A former portfolio manager at a financial firm was sentenced to 18 months in prison Wednesday for inflating the value of a hedge fund by tens of millions of dollars to dupe investors.

Stefan Lumiere, 46, of Manhattan, also was ordered to pay a $1 million fine in tiny increments after his prison stint, scheduled to start in September. He'll owe 15 percent of his gross income until his fine is paid off.

"The proof was overwhelming that the defendant committed the crime he's convicted of," said U.S. District Judge Jed Rakoff, who presided over a trial that ended in January with Lumiere's conviction on securities and wire fraud charges.

Assistant U.S. Attorney Ian McGinley said Lumiere created the scheme to artificially inflate the value of a fund consisting of debt instruments issued by health care companies "after his investments started to tank."

"This crime was the defendant's brainchild," McGinley told Rakoff. He said Lumiere was motivated by a desire to preserve his reputation at Visium Asset Management.

Prosecutors said the scheme caused investors in the fund to overpay for securities between 2011 and 2013.

Asking for mercy from Rakoff, Lumiere said he regretted the effect his prosecution has had on his family. He cited the embarrassment it brought to his father, a physician, and the pain his arrest and trial caused his sister, who was already going through a difficult divorce from Jacob Gottlieb, Visium's founder.

He said his life had been upended.

"In one fell swoop, all my studies and work are for nothing," Lumiere said. "My dreams of running my own investment company are over."

His new occupation will be real estate and construction, Lumiere said.

Lumiere's attorney, Jonathan Halpern, said Lumiere was a "hapless soul, a working stiff" at a company where he was not well treated, particularly as his sister went through "a vitriolic and contentious divorce."

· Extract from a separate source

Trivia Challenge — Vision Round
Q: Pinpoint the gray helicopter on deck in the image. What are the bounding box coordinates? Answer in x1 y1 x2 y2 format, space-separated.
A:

Halpern said Lumiere earned $200,000 in salary "when others were earning millions of dollars."

Rakoff used the sentencing to again take a swipe at federal sentencing guidelines that would have called for Lumiere to spend six or seven years in prison if judges didn't have the freedom to offer leniency after an analysis of sentencing factors such as the prior record of the defendant, whether there were victims of the crime and the need for deterrence.

He said the guidelines often recommended "draconian penalties" that were "more typical of a brutal regime than of a proud American legal system."